Изменить размер шрифта - +

— Мадам Сельд, я вынуждена с прискорбием сообщить вам, что несколько дней назад мы получили письмо, в котором в ваш адрес выдвигается обвинение в совершении ряда правонарушений. Кроме того, в данном письме содержится перечень всех без исключения предметов, которые находятся в вашем распоряжении.

— Вот оно что. Но кто же мог написать такое?

— Это не имеет значения. Сосед, соседка, посетитель, медицинская сестра, ваша подруга Грейс Келли! А может быть, сиделка, которая позарилась на ваш вентилятор или транзистор! Такова человеческая натура, мадам Сельд, и, учитывая ваши корни, я не думаю, что это стало для вас откровением. Или вы считали, что положение изменилось? Увы, нет: ради комнаты с хорошим видом, ради мебели люди готовы на все.

— Знаете, у меня почти ничего нет. Я продала квартиру, чтобы оплачивать свое пребывание здесь, у меня осталось одно-единственное кольцо, а мой транзистор не стоит и гроша.

— Это только слова. Так все говорят. А потом — раз! — обнаруживается кубышка. Но речь о другом. Полагаю, вы прекрасно понимаете, о чем пойдет наш разговор.

— Вы о бутылке виски?

— Не притворяйтесь невинной овечкой.

— Я не догадываюсь, о чем вы.

— Вот как? Вы уверены? А может быть, мне следует незамедлительно уведомить высшее страховое управление о том, что находится в ящике вашей прикроватной тумбочки, мадам Сельд?

Миша молчит. Чувствует, что наказание неминуемо.

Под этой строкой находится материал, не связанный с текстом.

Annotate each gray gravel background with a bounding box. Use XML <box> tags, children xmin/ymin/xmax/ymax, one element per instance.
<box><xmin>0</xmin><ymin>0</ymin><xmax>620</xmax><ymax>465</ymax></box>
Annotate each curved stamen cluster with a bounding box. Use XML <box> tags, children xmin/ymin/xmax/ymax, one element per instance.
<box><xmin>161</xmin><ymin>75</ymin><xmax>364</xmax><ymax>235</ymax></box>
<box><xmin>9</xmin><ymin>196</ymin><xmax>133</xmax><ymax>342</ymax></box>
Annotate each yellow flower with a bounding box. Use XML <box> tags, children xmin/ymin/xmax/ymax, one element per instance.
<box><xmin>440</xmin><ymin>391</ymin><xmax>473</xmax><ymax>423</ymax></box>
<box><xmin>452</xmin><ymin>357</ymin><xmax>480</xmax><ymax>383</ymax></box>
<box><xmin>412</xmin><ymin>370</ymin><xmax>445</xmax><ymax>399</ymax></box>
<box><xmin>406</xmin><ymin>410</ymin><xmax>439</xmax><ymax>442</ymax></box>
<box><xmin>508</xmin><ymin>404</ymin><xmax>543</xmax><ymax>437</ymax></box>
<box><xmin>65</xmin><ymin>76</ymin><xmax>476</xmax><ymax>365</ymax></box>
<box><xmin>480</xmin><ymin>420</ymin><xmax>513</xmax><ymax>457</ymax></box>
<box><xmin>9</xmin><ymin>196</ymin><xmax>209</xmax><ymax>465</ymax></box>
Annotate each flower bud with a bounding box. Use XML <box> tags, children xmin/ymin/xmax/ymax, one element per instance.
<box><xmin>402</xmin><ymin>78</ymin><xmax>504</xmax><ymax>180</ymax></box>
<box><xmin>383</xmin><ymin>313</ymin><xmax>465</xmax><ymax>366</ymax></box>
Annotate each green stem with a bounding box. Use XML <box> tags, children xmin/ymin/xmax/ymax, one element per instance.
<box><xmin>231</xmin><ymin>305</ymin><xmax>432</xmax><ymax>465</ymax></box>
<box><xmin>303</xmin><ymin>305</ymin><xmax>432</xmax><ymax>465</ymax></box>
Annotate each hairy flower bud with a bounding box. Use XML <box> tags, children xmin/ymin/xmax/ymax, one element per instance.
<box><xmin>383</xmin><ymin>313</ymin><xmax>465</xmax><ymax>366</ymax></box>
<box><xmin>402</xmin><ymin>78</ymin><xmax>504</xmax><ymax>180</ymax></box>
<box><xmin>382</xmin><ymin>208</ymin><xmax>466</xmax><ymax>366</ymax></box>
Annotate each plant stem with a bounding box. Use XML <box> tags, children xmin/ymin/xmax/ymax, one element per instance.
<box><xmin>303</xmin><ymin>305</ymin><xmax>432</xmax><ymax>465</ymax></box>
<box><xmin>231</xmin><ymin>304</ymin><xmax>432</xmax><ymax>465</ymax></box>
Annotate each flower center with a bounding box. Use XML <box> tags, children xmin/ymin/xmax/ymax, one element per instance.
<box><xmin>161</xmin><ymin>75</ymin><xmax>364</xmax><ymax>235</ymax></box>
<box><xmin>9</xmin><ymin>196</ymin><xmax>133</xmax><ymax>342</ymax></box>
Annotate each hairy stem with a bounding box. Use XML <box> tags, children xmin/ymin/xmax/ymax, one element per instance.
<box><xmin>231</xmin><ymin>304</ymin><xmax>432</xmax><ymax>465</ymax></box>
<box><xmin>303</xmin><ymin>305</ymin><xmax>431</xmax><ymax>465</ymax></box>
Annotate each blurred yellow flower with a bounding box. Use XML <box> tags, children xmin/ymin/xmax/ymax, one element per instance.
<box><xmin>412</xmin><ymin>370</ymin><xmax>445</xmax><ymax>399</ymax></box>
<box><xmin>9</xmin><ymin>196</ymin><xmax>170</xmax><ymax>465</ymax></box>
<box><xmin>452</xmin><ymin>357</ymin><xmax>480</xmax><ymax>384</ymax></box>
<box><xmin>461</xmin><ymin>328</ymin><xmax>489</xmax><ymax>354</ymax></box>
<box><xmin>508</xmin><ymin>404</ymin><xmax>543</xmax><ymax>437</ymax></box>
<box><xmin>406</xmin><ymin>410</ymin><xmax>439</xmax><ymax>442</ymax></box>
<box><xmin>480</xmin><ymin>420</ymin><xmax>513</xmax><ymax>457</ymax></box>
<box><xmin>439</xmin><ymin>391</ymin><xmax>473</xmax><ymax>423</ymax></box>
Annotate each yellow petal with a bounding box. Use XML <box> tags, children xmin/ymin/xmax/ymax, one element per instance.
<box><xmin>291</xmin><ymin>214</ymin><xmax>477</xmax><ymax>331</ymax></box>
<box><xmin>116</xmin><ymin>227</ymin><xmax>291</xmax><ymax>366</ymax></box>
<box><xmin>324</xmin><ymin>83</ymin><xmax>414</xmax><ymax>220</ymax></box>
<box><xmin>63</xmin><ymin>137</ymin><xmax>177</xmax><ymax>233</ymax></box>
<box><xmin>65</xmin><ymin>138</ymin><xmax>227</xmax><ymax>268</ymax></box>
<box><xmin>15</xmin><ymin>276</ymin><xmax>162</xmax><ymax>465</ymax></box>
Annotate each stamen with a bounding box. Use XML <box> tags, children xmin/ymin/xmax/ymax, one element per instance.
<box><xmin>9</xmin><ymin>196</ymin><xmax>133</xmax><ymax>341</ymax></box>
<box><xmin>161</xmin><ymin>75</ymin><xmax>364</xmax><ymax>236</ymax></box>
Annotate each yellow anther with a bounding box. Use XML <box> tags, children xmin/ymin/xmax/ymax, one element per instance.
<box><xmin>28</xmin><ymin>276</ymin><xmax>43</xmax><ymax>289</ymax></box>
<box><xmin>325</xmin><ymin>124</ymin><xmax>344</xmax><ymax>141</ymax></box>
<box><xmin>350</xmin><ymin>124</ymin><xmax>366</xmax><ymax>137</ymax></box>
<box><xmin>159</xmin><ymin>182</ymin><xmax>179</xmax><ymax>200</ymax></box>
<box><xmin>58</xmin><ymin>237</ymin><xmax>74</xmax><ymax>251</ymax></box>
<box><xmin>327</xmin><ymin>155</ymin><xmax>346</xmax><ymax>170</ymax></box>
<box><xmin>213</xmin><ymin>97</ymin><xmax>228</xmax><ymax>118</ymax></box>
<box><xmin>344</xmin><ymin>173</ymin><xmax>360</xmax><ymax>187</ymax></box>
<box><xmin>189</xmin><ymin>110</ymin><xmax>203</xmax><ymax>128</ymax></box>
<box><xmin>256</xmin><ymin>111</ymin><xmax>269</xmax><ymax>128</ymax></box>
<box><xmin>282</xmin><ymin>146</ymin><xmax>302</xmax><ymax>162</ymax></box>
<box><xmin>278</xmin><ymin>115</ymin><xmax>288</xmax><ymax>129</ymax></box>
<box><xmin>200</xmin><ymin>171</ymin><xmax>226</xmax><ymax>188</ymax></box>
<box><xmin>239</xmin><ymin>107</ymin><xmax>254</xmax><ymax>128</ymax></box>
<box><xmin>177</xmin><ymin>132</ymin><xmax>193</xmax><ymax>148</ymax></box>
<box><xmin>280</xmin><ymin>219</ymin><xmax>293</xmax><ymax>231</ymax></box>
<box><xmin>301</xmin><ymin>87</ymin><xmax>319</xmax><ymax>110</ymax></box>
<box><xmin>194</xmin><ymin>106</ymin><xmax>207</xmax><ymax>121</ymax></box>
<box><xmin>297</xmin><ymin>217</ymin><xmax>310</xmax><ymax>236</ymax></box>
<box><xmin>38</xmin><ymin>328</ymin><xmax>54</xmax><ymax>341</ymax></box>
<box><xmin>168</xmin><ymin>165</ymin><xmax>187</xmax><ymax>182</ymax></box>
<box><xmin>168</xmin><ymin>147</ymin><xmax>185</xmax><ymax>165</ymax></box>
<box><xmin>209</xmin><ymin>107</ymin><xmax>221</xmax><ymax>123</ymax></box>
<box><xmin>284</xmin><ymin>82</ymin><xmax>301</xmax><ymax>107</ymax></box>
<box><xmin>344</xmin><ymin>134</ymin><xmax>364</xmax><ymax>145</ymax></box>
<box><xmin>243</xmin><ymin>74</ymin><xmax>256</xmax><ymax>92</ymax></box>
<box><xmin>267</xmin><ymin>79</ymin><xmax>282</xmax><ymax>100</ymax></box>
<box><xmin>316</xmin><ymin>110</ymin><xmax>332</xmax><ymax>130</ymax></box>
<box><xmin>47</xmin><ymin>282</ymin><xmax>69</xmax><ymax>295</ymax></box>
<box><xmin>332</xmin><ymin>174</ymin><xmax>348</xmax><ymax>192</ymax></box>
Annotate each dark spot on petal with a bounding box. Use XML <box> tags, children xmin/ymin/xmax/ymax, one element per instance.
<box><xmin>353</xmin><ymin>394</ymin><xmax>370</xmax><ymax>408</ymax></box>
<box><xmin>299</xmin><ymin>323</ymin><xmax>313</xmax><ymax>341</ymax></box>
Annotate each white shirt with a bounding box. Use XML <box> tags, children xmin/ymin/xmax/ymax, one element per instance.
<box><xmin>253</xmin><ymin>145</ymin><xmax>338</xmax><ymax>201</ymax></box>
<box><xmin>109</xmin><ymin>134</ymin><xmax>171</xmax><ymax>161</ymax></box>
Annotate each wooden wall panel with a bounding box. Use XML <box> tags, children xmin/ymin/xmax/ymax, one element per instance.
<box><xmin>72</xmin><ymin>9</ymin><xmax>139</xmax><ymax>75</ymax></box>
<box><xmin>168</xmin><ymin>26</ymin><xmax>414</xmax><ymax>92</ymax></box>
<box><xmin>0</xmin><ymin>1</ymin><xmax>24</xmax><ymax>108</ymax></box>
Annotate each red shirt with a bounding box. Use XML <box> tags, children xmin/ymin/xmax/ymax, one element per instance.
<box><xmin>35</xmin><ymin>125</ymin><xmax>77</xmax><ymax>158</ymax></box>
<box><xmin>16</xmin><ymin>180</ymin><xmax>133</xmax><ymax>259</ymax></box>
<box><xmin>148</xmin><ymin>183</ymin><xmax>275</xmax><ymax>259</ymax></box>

Директриса обращается к ней ледяным тоном:

— И вы полагаете, что имеете право вот так все бросить? Покинуть свой пост, сложить с себя все обязанности? Вы полагаете, что имеете право решать? В жизни не ожидала подобного от такой дамы, как вы. Мы приняли вас, потому что сочли вашу кандидатуру достойной нашего учреждения. Мы приняли вас, потому что верили: вы готовы сражаться до конца. Потому что именно это мы хотим видеть в своих пациентах: боевой дух, стойкость, упорство. Мы непрерывно боремся с текучкой кадров. Это вопрос рентабельности. Я отлично знаю, что вы замышляете, не принимайте меня за идиотку. Я отлично знаю, что лежит в вашем ящике и каким образом вы намереваетесь это использовать. Вот зачем вы держите в шкафу виски! Прелестная смесь. Мне стыдно за вас, мадам Сельд.

— Да нет же. Впрочем, возможно… или нет. Но точно не сейчас.

— Вот как? И по какой причине я должна вам верить?

— Потому что я надеюсь.

— И на что же вы надеетесь?

— Отыскать их. Быть в состоянии поехать к ним, когда это случится.

— Раньше надо было думать!

— Но я не могла.

— Что это вообще за история?

— Она сложная. И в то же время очень простая.

Миша садится. Она пытается вспомнить все, она больше не смотрит на собеседницу. Начинает рассказывать. Вскоре она обращается не к директрисе, а к самой себе или к кому-то, кого уже нет.

— Меня забрала мамина двоюродная сестра. Мне было десять лет, и прежде я ни разу не встречалась с нею. Во время войны она сумела уехать к друзьям в Швейцарию. Все нужно было восстанавливать. На боли и пепле. Она удочерила меня, потому что не имела выбора. Мы жили там. Она рассказала мне, что мои родители умерли в лагерях, и точка. Она не могла говорить об этом. Она вела себя так, будто всего этого никогда не было. Возможно, из чувства стыда. Такой стыд вам неведом. А еще из-за печали. Она выжила, а остальные умерли. Повзрослев, я стала искать. Я обнаружила их след. Выяснила, что они пережили, куда их перемещали. Дранси, Аушвиц. Но были у меня и другие воспоминания, которые приходили все чаще и чаще, которые буквально преследовали меня. Далекие воспоминания, которые не соответствовали ничему из того, что мне рассказывали.